Lui dice per l’ultima volta: dopotutto la sua costituzione così dice, ma nulla è certo da parte di chi è accusato anche di aver orchestrato un finto (probabilmente non così farlocco) colpo di stato, nel 2016, per stringere di più ancora i cordoni contro gli oppositori e rimuoverne tra arresti e allontanamenti circa 5000.
Anche il suo oppositore aveva smesso i panni del padre indiano della non violenza e fatto dichiarazioni a favore del rimpatrio delle migliaia di profughi siriani presenti sul territorio, un cavallo di battaglia del sultano, cercando di combatterlo e superarlo sul suo stesso terreno.
Di certo è che la politica internazionale, soprattutto Europa e Nato, dovranno fare i conti con un Erdogan che esce ancora più rafforzato anche nella sua ambivalenza: quella che lo vede alleato di Putin, tanto da non accettare l’applicazione delle sanzioni, ma buon mediatore nel conflitto soprattutto per quanto attiene l’esportazione di grano ucraino; quella che lo vede a capo del paese con il secondo maggior esercito della Nato ma che blocca l’espansione dell’Alleanza difensiva, prima rendendo estremamente difficile l’ingresso della Finlandia e ora non accettando quello della Svezia; quello che ospita 50 testate nucleari americane; che ospita 4 milioni di rifugiati; che ha anche ampliato la portata dell’esercito turco nel nord della Siria; che mantiene stretti legami con diversi gruppi islamisti, alcuni ritenuti terroristi come Hamas che, infatti, è stato tra i primi a congratularsi per la vittoria.
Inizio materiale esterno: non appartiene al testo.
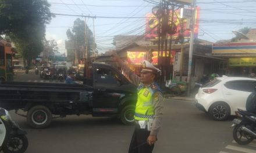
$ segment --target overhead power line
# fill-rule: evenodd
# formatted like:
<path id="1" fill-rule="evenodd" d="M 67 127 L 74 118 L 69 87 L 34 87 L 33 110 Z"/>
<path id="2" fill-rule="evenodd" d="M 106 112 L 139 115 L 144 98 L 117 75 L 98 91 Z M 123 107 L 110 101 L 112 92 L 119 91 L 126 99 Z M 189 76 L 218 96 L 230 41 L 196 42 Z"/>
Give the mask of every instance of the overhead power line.
<path id="1" fill-rule="evenodd" d="M 112 19 L 147 19 L 150 17 L 122 17 L 122 16 L 84 16 L 83 14 L 81 15 L 76 15 L 76 14 L 59 14 L 59 13 L 51 13 L 52 15 L 55 16 L 76 16 L 76 17 L 85 17 L 88 18 L 112 18 Z"/>
<path id="2" fill-rule="evenodd" d="M 52 4 L 59 4 L 59 5 L 81 5 L 81 6 L 94 6 L 94 7 L 121 7 L 121 8 L 129 8 L 129 7 L 152 7 L 155 6 L 155 5 L 89 5 L 89 4 L 74 4 L 74 3 L 56 3 L 56 2 L 51 2 L 50 3 Z"/>

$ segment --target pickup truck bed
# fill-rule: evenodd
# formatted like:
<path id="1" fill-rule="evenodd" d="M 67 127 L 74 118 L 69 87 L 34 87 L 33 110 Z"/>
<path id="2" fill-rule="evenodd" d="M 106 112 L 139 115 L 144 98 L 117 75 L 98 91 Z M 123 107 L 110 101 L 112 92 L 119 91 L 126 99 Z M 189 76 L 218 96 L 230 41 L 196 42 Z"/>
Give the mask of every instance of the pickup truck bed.
<path id="1" fill-rule="evenodd" d="M 0 83 L 0 107 L 25 111 L 33 103 L 49 107 L 59 104 L 92 107 L 93 92 L 92 87 L 84 85 L 3 82 Z M 55 112 L 58 113 L 55 110 L 54 114 Z"/>
<path id="2" fill-rule="evenodd" d="M 91 70 L 86 85 L 0 82 L 0 107 L 27 112 L 28 123 L 37 129 L 49 126 L 52 115 L 116 116 L 133 124 L 136 87 L 110 65 L 94 63 Z"/>

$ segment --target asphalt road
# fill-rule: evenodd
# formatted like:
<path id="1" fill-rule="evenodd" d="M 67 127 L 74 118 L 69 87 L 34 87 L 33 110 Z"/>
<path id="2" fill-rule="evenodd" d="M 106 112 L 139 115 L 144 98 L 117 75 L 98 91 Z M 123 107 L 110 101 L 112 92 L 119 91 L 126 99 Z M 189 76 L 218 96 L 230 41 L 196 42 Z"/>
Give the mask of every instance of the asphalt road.
<path id="1" fill-rule="evenodd" d="M 127 152 L 134 129 L 113 118 L 72 115 L 54 119 L 47 129 L 35 130 L 29 127 L 26 118 L 11 114 L 28 132 L 27 153 Z M 154 152 L 256 152 L 255 141 L 246 146 L 233 142 L 232 120 L 214 121 L 193 103 L 166 99 Z"/>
Una sfida, quella del secolo turco, non solo per i turchi ma per il mondo intero, Europa in testa.
Con un paese uscito dalle urne presidenziali diviso a metà, Recep Tayyip Erdogan rinnova per altri cinque anni il suo mandato presidenziale e inaugura il “secolo turco”, come lo ha definito lui stesso. Quello che al termine del suo mandato sarà il più longevo leader turco, più del fondatore della Patria Mustafa Kemal Ataturk, che ha già superato, ha vinto le presidenziali puntando soprattutto sull’identità turca, divisa tra laicismo e secolarismo. Ed è puntando sul secondo che ha sbaragliato un contendente che, comunque, non sembrava avere tutte le carte in regola, almeno non il carisma del “sultano di Istanbul”, per sbaragliare la partita. Così alla fine Erdogan ha chiuso al 52,14% la contesa, relegando Kemal Kilicdaroglu al 47,86%.
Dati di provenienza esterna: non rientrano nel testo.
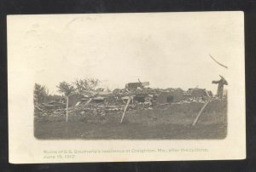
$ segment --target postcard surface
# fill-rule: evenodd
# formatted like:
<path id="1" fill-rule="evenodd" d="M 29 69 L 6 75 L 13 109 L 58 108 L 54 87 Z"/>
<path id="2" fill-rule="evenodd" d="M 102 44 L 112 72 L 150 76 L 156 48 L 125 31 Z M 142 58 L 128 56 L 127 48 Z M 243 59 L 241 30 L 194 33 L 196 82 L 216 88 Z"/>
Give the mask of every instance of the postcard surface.
<path id="1" fill-rule="evenodd" d="M 242 12 L 7 26 L 10 163 L 246 158 Z"/>

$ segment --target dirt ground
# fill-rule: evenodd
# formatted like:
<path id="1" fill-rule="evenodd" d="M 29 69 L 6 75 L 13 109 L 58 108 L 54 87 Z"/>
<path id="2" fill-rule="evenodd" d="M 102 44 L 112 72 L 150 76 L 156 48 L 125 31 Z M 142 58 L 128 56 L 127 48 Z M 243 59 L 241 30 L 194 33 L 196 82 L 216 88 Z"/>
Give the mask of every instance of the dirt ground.
<path id="1" fill-rule="evenodd" d="M 209 103 L 192 126 L 202 103 L 170 104 L 153 109 L 131 110 L 120 123 L 121 112 L 102 116 L 35 118 L 38 139 L 172 140 L 224 139 L 227 135 L 227 102 Z M 78 118 L 79 117 L 79 118 Z"/>

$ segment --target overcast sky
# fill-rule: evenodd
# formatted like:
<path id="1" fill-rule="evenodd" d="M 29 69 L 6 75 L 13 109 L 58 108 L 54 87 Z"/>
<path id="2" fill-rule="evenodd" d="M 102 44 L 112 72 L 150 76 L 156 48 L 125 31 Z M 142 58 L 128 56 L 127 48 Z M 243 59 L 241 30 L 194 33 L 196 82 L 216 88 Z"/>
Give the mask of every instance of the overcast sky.
<path id="1" fill-rule="evenodd" d="M 212 81 L 220 74 L 229 82 L 230 74 L 209 54 L 229 67 L 243 57 L 242 20 L 234 14 L 23 15 L 8 23 L 9 55 L 26 61 L 51 94 L 61 81 L 86 77 L 111 89 L 139 78 L 152 88 L 215 93 Z"/>

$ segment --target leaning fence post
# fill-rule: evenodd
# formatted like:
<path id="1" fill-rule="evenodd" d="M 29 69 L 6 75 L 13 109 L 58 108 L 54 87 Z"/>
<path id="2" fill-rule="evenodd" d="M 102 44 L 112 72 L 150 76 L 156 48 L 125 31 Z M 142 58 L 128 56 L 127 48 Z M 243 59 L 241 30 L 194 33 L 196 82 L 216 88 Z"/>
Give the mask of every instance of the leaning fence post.
<path id="1" fill-rule="evenodd" d="M 67 111 L 66 111 L 66 122 L 67 122 L 67 118 L 68 118 L 68 95 L 67 96 Z"/>
<path id="2" fill-rule="evenodd" d="M 195 123 L 196 123 L 196 122 L 197 122 L 199 117 L 201 116 L 201 112 L 202 112 L 203 110 L 206 108 L 206 106 L 208 105 L 208 103 L 210 102 L 210 100 L 211 100 L 211 99 L 209 99 L 209 100 L 204 104 L 204 106 L 201 108 L 201 110 L 200 110 L 198 115 L 196 116 L 194 122 L 193 122 L 193 124 L 192 124 L 193 126 L 195 125 Z"/>
<path id="3" fill-rule="evenodd" d="M 124 118 L 125 118 L 125 112 L 126 112 L 126 109 L 127 109 L 127 107 L 128 107 L 128 105 L 129 105 L 131 100 L 131 96 L 130 96 L 129 99 L 128 99 L 128 100 L 127 100 L 127 104 L 126 104 L 126 106 L 125 106 L 125 110 L 124 110 L 124 112 L 123 112 L 123 116 L 122 116 L 122 119 L 121 119 L 121 122 L 120 122 L 120 123 L 123 123 L 123 120 L 124 120 Z"/>

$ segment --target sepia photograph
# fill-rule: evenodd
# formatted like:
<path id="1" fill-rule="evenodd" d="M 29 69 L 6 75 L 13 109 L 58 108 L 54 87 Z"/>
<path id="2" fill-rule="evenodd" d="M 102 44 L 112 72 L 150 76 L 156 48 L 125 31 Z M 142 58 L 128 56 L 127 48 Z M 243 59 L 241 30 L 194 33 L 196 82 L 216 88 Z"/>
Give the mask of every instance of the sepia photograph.
<path id="1" fill-rule="evenodd" d="M 31 152 L 42 154 L 36 162 L 62 162 L 55 150 L 83 152 L 67 162 L 175 160 L 172 148 L 180 159 L 211 159 L 227 158 L 218 149 L 236 141 L 241 148 L 228 157 L 243 157 L 242 17 L 9 15 L 10 150 L 23 150 L 30 140 L 42 147 Z M 103 152 L 96 151 L 102 145 Z M 148 152 L 139 151 L 145 148 Z M 89 158 L 89 152 L 95 156 Z M 113 158 L 102 159 L 106 152 Z M 13 158 L 19 162 L 24 153 Z M 53 155 L 55 160 L 48 159 Z"/>
<path id="2" fill-rule="evenodd" d="M 43 62 L 33 90 L 35 137 L 225 138 L 230 55 L 219 43 L 234 42 L 225 20 L 122 16 L 107 15 L 105 27 L 94 14 L 56 21 L 57 32 L 40 23 L 26 32 Z"/>

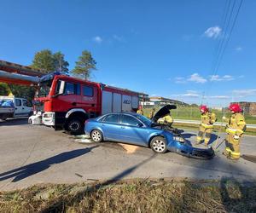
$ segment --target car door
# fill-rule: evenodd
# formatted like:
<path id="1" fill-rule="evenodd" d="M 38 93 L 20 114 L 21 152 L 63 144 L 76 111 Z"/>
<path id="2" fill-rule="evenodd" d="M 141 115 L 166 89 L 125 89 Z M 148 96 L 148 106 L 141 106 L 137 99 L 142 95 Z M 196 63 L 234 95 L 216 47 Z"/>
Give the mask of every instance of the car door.
<path id="1" fill-rule="evenodd" d="M 22 117 L 22 100 L 20 98 L 15 99 L 15 118 Z"/>
<path id="2" fill-rule="evenodd" d="M 111 113 L 105 117 L 104 120 L 101 123 L 103 130 L 104 139 L 109 141 L 119 141 L 119 114 Z"/>
<path id="3" fill-rule="evenodd" d="M 148 146 L 149 130 L 135 117 L 122 114 L 120 116 L 120 130 L 123 141 Z"/>

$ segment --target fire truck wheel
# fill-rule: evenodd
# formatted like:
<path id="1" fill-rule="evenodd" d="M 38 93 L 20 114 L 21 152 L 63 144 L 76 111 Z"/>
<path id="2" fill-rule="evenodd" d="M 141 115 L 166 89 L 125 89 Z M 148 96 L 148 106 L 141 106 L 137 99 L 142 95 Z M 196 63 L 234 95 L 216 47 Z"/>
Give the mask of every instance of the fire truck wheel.
<path id="1" fill-rule="evenodd" d="M 90 138 L 95 142 L 101 142 L 103 141 L 102 133 L 99 130 L 94 130 L 91 131 Z"/>
<path id="2" fill-rule="evenodd" d="M 73 135 L 83 134 L 84 125 L 83 122 L 78 118 L 70 119 L 67 122 L 67 130 Z"/>

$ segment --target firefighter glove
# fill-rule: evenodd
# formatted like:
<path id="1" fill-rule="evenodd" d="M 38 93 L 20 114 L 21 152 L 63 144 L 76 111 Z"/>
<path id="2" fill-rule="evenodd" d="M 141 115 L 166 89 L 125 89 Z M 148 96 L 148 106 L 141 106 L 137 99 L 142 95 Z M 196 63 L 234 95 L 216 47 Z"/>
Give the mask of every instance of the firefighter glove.
<path id="1" fill-rule="evenodd" d="M 234 139 L 239 139 L 239 136 L 237 136 L 237 135 L 234 135 Z"/>

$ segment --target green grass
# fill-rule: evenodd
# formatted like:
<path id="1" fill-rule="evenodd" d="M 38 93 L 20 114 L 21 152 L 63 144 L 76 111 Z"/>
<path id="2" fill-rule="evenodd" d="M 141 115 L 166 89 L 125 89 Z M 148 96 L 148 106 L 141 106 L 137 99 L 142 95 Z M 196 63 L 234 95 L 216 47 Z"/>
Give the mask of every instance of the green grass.
<path id="1" fill-rule="evenodd" d="M 174 123 L 173 127 L 177 128 L 177 129 L 185 129 L 185 130 L 199 130 L 199 125 L 198 124 L 182 124 L 182 123 Z M 213 132 L 225 132 L 225 128 L 222 127 L 219 130 L 219 126 L 214 126 L 213 128 Z M 252 128 L 247 128 L 247 130 L 245 131 L 244 135 L 256 135 L 256 129 L 252 129 Z"/>
<path id="2" fill-rule="evenodd" d="M 0 212 L 253 212 L 255 196 L 255 184 L 226 178 L 39 185 L 0 193 Z"/>
<path id="3" fill-rule="evenodd" d="M 218 122 L 222 121 L 222 117 L 224 116 L 223 112 L 218 110 L 212 110 L 216 114 L 217 119 Z M 145 108 L 144 114 L 148 116 L 150 112 L 150 109 Z M 201 119 L 201 112 L 197 107 L 189 107 L 189 106 L 177 106 L 177 109 L 172 110 L 172 115 L 175 119 L 187 119 L 187 120 L 200 120 Z M 230 112 L 225 112 L 225 117 L 229 118 Z M 250 115 L 245 114 L 245 119 L 247 124 L 256 124 L 256 117 L 253 117 Z"/>

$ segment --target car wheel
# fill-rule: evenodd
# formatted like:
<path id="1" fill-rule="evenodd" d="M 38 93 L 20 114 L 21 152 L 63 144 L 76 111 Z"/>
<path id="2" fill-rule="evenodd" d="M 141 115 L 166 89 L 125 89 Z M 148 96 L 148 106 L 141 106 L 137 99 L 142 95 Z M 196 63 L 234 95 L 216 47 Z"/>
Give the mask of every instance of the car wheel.
<path id="1" fill-rule="evenodd" d="M 154 137 L 150 141 L 150 147 L 157 153 L 165 153 L 167 150 L 166 141 L 164 137 Z"/>
<path id="2" fill-rule="evenodd" d="M 79 119 L 73 118 L 67 122 L 67 130 L 73 135 L 79 135 L 84 133 L 83 122 Z"/>
<path id="3" fill-rule="evenodd" d="M 102 133 L 99 130 L 92 130 L 90 134 L 91 140 L 95 142 L 101 142 L 103 141 Z"/>

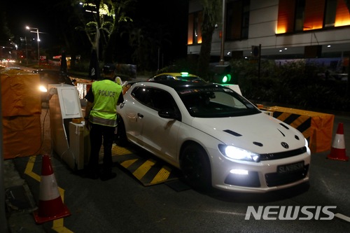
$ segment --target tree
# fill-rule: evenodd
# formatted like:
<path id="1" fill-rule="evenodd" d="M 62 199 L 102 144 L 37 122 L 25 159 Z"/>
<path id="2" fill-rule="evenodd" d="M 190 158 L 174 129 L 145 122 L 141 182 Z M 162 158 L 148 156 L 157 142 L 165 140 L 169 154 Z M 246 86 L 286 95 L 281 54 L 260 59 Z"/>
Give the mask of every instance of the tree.
<path id="1" fill-rule="evenodd" d="M 198 75 L 208 79 L 211 40 L 215 24 L 220 15 L 220 0 L 201 0 L 203 6 L 203 23 L 202 24 L 202 45 L 198 58 Z"/>
<path id="2" fill-rule="evenodd" d="M 115 41 L 120 23 L 132 21 L 126 15 L 127 9 L 135 0 L 94 0 L 83 1 L 85 13 L 80 13 L 82 25 L 77 29 L 85 31 L 92 48 L 102 56 L 104 62 L 113 62 L 115 52 Z M 100 49 L 102 49 L 101 51 Z"/>

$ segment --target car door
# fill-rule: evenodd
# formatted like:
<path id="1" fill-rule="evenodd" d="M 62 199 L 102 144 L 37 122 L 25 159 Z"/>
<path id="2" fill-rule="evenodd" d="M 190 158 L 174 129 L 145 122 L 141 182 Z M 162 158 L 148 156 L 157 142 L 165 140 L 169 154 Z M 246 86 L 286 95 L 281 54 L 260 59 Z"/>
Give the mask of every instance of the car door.
<path id="1" fill-rule="evenodd" d="M 178 108 L 167 92 L 155 87 L 146 87 L 145 92 L 149 100 L 145 103 L 146 109 L 138 113 L 141 122 L 141 136 L 144 146 L 155 155 L 172 163 L 176 160 L 178 129 L 182 124 L 175 119 L 161 118 L 158 111 L 162 110 L 178 112 Z"/>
Sintomatica la divisione del paese: il sultano ha vinto nelle aree rurali del paese, il “Gandhi turco” (così definito più per una pseudo somiglianza fisica che per le idee politiche) vince nelle città e sulla costa mediterranea ed egea e nella parte orientale. Dopotutto, il laicismo della coalizione a sei partiti di Kilicdaroglu non poteva non fare breccia anche a Istanbul, dove comunque Erdogan ha cominciato la sua carriera politica essendone stato il sindaco per cinque anni, durante i quali ha gettato le basi per lo sviluppo internazionale della metropoli sul Bosforo, e nelle altre città e luoghi più fedeli alla svolta non religiosa voluta da Ataturk e maggiormente sviluppate dal punto di vista infrastrutturale ed economico; oppure alle zone orientali dove la presenza curda è da sempre una spina nel fianco per il sultano.